Hacker Newsnew | past | comments | ask | show | jobs | submitlogin

The fun thing about learning to boot from PXE, is that you have to learn it every time you onboard a new type of hardware... or a new VM hypervisor... or new NIC firmware... or new BIOS firmware.

God help you if you actually want to install an operating system.

PXE is such a vital capability for working with on-prem servers. But it's ten different things which all have to play nicely together. Every time I build a PXE system I feel like I'm reinventing the universe in my tiny subnet.



I've not found this at all -- PXE "just works" on legacy boot or UEFI for me. I've used it for years to install hosts via Foreman (https://theforeman.org/), as well as for personal stuff on my home network, and it's so much better than getting people to use USB sticks or whatever else!


Agreed, PXE seems ideal for provisioning things, but it's just too hard to use, especially when you're not on a network you fully control.

I just want to start the computer, and have it download an immutable OS image from somewhere I decide (and supply a checksum for, etc). I don't want to set up TFTP or any of this other stuff. It feels like I should be able to just specify an IP (let's say) a checksum (maybe supply that information to the NIC directly somehow), and be off to the races after a reboot.


replace the PXE stack with an OS installer written in UEFI. This bootload can be installed through a guest running on the host in the EFI partition, or possibly through PXE or direct UEFI http load.

this allows you intermediate the boot process without coordinating with the administrative owner of the DHCP server, and is actually less janky than PXE


Not to sound incredibly lazy (because I am), but is there anything off the shelf that does this?
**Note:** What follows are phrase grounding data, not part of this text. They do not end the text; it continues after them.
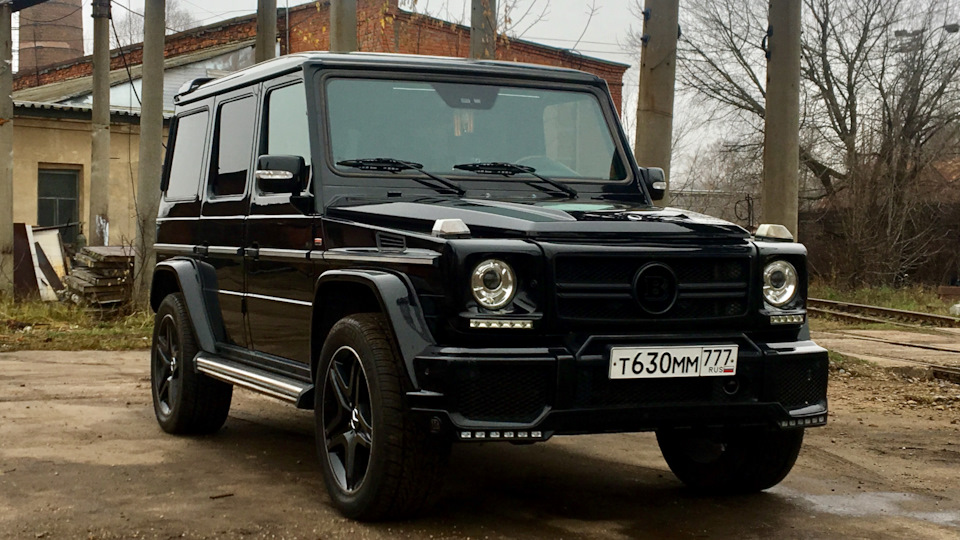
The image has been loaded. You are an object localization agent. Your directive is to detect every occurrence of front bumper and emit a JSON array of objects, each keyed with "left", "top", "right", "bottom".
[{"left": 408, "top": 333, "right": 829, "bottom": 442}]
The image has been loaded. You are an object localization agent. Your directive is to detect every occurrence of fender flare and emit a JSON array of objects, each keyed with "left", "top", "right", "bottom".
[
  {"left": 315, "top": 269, "right": 435, "bottom": 388},
  {"left": 151, "top": 258, "right": 224, "bottom": 353}
]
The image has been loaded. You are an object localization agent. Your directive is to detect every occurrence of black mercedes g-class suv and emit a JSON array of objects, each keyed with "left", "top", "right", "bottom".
[{"left": 150, "top": 52, "right": 828, "bottom": 521}]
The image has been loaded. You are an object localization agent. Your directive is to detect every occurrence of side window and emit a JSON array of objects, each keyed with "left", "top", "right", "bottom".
[
  {"left": 210, "top": 96, "right": 256, "bottom": 197},
  {"left": 265, "top": 83, "right": 311, "bottom": 166},
  {"left": 164, "top": 110, "right": 209, "bottom": 201}
]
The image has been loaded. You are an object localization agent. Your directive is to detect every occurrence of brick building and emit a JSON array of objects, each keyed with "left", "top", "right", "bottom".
[
  {"left": 13, "top": 0, "right": 629, "bottom": 111},
  {"left": 9, "top": 0, "right": 629, "bottom": 246}
]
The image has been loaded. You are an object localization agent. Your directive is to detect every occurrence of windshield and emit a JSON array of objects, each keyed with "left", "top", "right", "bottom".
[{"left": 325, "top": 78, "right": 628, "bottom": 182}]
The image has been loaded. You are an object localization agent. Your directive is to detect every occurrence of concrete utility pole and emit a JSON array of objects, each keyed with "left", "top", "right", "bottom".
[
  {"left": 89, "top": 0, "right": 111, "bottom": 246},
  {"left": 0, "top": 1, "right": 13, "bottom": 298},
  {"left": 330, "top": 0, "right": 357, "bottom": 53},
  {"left": 634, "top": 0, "right": 679, "bottom": 207},
  {"left": 762, "top": 0, "right": 802, "bottom": 238},
  {"left": 255, "top": 0, "right": 277, "bottom": 63},
  {"left": 134, "top": 0, "right": 165, "bottom": 304},
  {"left": 470, "top": 0, "right": 496, "bottom": 59}
]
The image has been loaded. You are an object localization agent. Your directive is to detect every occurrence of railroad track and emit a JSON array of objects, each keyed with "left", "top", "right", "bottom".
[
  {"left": 808, "top": 298, "right": 960, "bottom": 383},
  {"left": 818, "top": 330, "right": 960, "bottom": 384},
  {"left": 808, "top": 298, "right": 960, "bottom": 329}
]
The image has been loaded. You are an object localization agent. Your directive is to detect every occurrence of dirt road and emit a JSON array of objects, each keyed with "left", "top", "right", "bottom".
[{"left": 2, "top": 348, "right": 959, "bottom": 539}]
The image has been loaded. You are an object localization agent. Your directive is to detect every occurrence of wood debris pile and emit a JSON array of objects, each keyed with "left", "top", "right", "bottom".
[{"left": 65, "top": 246, "right": 135, "bottom": 308}]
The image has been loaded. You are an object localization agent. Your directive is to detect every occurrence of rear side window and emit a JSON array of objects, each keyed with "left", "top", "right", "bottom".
[
  {"left": 165, "top": 110, "right": 209, "bottom": 201},
  {"left": 265, "top": 83, "right": 311, "bottom": 166},
  {"left": 210, "top": 96, "right": 256, "bottom": 197}
]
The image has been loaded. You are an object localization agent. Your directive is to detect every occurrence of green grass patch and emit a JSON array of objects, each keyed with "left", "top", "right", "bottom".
[
  {"left": 810, "top": 280, "right": 955, "bottom": 316},
  {"left": 0, "top": 298, "right": 152, "bottom": 352}
]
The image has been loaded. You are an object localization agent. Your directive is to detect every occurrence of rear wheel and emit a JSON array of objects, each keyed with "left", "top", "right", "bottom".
[
  {"left": 656, "top": 428, "right": 804, "bottom": 493},
  {"left": 315, "top": 313, "right": 449, "bottom": 521},
  {"left": 151, "top": 292, "right": 232, "bottom": 434}
]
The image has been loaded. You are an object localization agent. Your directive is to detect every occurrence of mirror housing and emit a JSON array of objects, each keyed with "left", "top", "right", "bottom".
[
  {"left": 256, "top": 155, "right": 308, "bottom": 194},
  {"left": 642, "top": 167, "right": 667, "bottom": 202}
]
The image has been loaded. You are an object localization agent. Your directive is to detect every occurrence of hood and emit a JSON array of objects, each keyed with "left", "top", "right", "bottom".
[{"left": 326, "top": 198, "right": 750, "bottom": 240}]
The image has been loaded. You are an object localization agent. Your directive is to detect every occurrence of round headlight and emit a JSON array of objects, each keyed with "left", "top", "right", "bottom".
[
  {"left": 471, "top": 259, "right": 516, "bottom": 309},
  {"left": 763, "top": 260, "right": 799, "bottom": 307}
]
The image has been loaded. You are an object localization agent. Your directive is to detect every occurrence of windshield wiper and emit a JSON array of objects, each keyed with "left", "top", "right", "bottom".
[
  {"left": 337, "top": 158, "right": 465, "bottom": 196},
  {"left": 452, "top": 162, "right": 578, "bottom": 199}
]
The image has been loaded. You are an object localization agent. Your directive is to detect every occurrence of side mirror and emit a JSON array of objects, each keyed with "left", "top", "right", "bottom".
[
  {"left": 642, "top": 167, "right": 667, "bottom": 202},
  {"left": 255, "top": 155, "right": 308, "bottom": 194}
]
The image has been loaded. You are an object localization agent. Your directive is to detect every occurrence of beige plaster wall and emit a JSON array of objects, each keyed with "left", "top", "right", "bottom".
[{"left": 12, "top": 116, "right": 144, "bottom": 245}]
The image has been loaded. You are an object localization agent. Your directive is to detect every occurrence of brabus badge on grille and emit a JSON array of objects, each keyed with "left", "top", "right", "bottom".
[{"left": 633, "top": 262, "right": 678, "bottom": 315}]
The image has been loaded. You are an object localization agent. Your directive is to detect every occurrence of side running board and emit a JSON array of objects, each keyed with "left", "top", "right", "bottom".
[{"left": 195, "top": 353, "right": 314, "bottom": 409}]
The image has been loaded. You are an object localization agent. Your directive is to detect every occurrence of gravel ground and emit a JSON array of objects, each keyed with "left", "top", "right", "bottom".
[{"left": 1, "top": 342, "right": 959, "bottom": 539}]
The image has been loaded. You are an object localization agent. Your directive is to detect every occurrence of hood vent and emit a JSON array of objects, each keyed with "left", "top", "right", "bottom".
[{"left": 376, "top": 232, "right": 407, "bottom": 253}]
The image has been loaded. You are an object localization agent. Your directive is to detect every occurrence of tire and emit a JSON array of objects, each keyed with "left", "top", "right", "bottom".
[
  {"left": 656, "top": 427, "right": 804, "bottom": 494},
  {"left": 151, "top": 292, "right": 233, "bottom": 435},
  {"left": 315, "top": 313, "right": 449, "bottom": 521}
]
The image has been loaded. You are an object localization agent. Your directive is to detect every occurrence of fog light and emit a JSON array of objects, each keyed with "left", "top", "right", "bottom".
[
  {"left": 504, "top": 431, "right": 515, "bottom": 438},
  {"left": 461, "top": 431, "right": 472, "bottom": 439},
  {"left": 531, "top": 431, "right": 542, "bottom": 438}
]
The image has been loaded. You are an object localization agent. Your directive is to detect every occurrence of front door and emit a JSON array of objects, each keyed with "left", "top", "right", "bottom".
[{"left": 244, "top": 76, "right": 316, "bottom": 365}]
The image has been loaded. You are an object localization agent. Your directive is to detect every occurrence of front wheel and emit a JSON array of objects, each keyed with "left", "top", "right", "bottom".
[
  {"left": 315, "top": 313, "right": 449, "bottom": 521},
  {"left": 656, "top": 428, "right": 804, "bottom": 494}
]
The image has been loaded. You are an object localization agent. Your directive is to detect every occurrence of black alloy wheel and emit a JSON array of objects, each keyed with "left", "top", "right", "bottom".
[
  {"left": 314, "top": 313, "right": 449, "bottom": 521},
  {"left": 150, "top": 292, "right": 232, "bottom": 434},
  {"left": 321, "top": 345, "right": 374, "bottom": 494},
  {"left": 154, "top": 313, "right": 182, "bottom": 418}
]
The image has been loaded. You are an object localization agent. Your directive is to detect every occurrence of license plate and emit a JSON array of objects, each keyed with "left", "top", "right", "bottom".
[{"left": 608, "top": 345, "right": 739, "bottom": 379}]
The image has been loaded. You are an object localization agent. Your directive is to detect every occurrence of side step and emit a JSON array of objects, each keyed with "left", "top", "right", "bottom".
[{"left": 195, "top": 353, "right": 314, "bottom": 408}]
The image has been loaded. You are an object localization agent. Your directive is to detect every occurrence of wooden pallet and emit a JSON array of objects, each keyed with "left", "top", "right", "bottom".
[{"left": 65, "top": 246, "right": 136, "bottom": 307}]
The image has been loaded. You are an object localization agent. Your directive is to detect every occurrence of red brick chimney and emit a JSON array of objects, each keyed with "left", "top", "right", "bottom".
[{"left": 17, "top": 0, "right": 85, "bottom": 73}]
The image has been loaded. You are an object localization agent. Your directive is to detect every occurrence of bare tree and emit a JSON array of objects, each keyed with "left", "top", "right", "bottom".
[
  {"left": 112, "top": 0, "right": 197, "bottom": 48},
  {"left": 627, "top": 0, "right": 960, "bottom": 285}
]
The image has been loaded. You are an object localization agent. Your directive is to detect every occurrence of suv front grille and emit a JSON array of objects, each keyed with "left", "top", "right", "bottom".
[{"left": 554, "top": 256, "right": 751, "bottom": 323}]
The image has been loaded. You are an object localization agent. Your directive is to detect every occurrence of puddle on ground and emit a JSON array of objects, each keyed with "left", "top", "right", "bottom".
[{"left": 775, "top": 488, "right": 960, "bottom": 527}]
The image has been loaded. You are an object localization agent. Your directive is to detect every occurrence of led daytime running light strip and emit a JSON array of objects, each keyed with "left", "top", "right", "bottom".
[
  {"left": 770, "top": 314, "right": 805, "bottom": 325},
  {"left": 778, "top": 415, "right": 827, "bottom": 428},
  {"left": 460, "top": 430, "right": 544, "bottom": 440},
  {"left": 470, "top": 319, "right": 534, "bottom": 329}
]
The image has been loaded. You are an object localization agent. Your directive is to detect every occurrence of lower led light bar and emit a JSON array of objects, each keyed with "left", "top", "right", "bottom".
[
  {"left": 778, "top": 414, "right": 827, "bottom": 428},
  {"left": 770, "top": 314, "right": 805, "bottom": 325},
  {"left": 459, "top": 430, "right": 544, "bottom": 441},
  {"left": 470, "top": 319, "right": 534, "bottom": 329}
]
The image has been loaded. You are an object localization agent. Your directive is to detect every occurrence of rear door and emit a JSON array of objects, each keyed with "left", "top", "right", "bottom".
[
  {"left": 244, "top": 75, "right": 316, "bottom": 364},
  {"left": 199, "top": 87, "right": 260, "bottom": 349}
]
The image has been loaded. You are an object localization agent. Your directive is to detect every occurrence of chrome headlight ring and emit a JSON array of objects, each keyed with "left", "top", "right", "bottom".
[
  {"left": 471, "top": 259, "right": 516, "bottom": 310},
  {"left": 762, "top": 260, "right": 799, "bottom": 307}
]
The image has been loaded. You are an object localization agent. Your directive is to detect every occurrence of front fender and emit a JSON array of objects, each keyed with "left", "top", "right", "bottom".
[
  {"left": 151, "top": 258, "right": 224, "bottom": 353},
  {"left": 316, "top": 269, "right": 435, "bottom": 388}
]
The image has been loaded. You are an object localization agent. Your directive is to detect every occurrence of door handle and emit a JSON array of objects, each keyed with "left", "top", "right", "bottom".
[
  {"left": 244, "top": 247, "right": 259, "bottom": 258},
  {"left": 194, "top": 245, "right": 208, "bottom": 256}
]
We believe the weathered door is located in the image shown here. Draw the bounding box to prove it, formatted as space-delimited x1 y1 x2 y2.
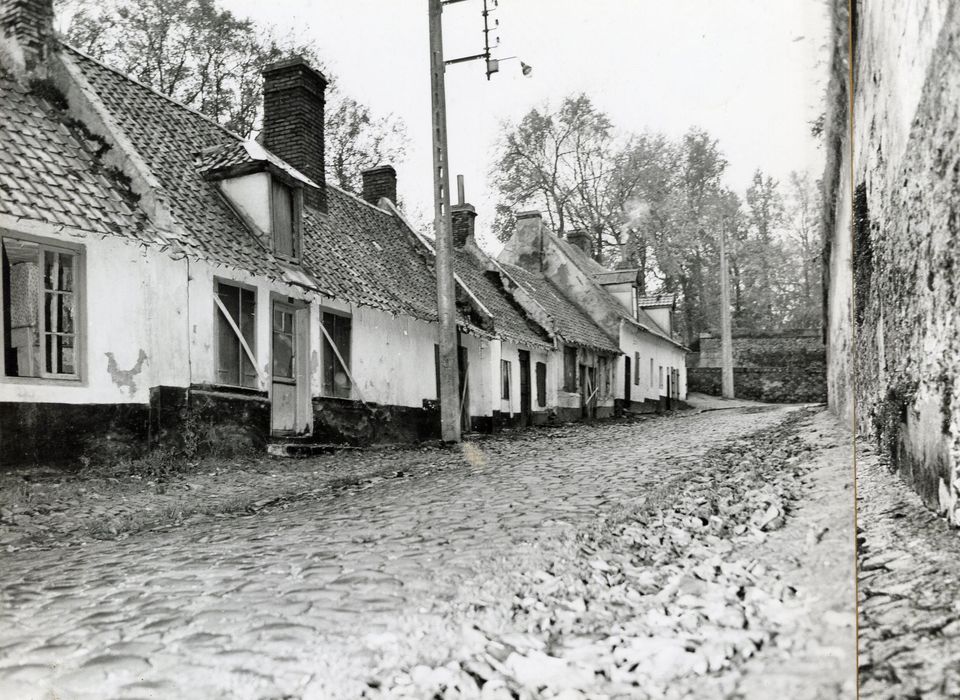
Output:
624 356 632 405
271 301 299 435
518 349 532 427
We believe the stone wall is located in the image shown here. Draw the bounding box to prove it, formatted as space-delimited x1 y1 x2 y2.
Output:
688 332 827 403
842 0 960 520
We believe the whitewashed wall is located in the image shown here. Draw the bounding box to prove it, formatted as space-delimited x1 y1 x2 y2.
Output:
1 226 190 405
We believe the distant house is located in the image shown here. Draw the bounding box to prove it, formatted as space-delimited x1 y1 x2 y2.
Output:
498 212 688 412
0 0 635 465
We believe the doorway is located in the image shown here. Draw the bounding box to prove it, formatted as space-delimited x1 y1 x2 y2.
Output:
624 355 632 405
271 299 310 436
518 349 532 427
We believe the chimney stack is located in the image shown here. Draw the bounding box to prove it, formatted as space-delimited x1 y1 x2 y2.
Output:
0 0 55 75
361 165 397 206
451 174 476 248
261 57 327 213
566 228 593 258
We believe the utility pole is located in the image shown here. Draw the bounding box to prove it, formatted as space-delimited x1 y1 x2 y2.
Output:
719 221 735 398
428 0 461 442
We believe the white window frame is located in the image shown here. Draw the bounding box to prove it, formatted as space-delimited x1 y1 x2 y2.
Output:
0 232 85 384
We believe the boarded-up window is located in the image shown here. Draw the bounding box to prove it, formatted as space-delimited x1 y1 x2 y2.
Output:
272 179 296 258
501 359 511 399
215 282 257 388
634 352 640 385
322 311 351 398
563 346 577 392
2 237 82 379
535 361 546 407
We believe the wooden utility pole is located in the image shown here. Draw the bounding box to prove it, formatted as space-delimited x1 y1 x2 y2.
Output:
719 222 735 398
428 0 461 442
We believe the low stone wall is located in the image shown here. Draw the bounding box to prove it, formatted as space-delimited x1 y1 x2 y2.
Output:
690 331 827 403
688 367 826 404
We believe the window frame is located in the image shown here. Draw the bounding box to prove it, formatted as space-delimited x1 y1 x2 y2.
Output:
213 277 259 390
659 365 664 390
0 231 86 384
320 307 352 399
268 175 303 262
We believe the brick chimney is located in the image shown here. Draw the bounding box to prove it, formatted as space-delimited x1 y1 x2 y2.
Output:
451 203 476 248
0 0 55 75
450 174 477 248
261 57 327 213
566 228 593 258
361 165 396 206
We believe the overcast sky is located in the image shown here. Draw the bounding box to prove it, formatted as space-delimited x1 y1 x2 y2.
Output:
219 0 830 251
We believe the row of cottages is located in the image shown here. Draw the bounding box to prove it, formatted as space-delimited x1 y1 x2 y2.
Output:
0 0 685 465
498 213 688 412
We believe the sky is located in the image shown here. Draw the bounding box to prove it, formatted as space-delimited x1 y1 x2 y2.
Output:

Anyone doing something similar would also be great -- I saw some UEFI-in-Rust projects recently so maybe it's not too hard to hack through myself.

That said, my original need for this was on Hetzner, and what I did instead was actually completely automate their reset setup (thankfully they have an API to that), so I have a solution, but I would much rather if I could prebake and load images much easier.

I think these days Hetzner has much more UEFI support across it's dedicated server fleet.

Side note: Every time I see tinkerbell and other relatively new PXE boot projecs and it's set of tools I feel relief, then dig in, then feel dread again around iPXE.

Side note 2: I really want to do two things:

1. Load OSes from the network easily

2. Run the OS in RAM (ECC)

I feel like it would take my server management experience to the next level -- I've spent an inordinate amount of time messing with Hetzner USB add-ons and Alpine to try to get things to work, but it wasn't reliable (it worked, but wasn't reliable).


If you're familiar with the Linux boot process, you may be aware that the system often does run from RAM for a period of time, before mounting a filesystem from a block device and calling pivot_root to transfer the rootfs over.

If you want to run the OS from RAM, the absolute simplest way to do it is to simply never transfer. Building a custom initramfs has never been easier. There are tools explicitly geared towards making an initramfs, like Dracut, but also a huge ecosystem of tools for building container images which could almost certainly be scripted to spit out a cpio without a lot of trouble. You can even use something like Buildroot.

As far as loading it from the network easily, I would also look into Unified Kernel Images (UKIs). They combine the EFI stub, the kernel, and the initramfs into one single file. You should be able to load that directly from the PXE firmware.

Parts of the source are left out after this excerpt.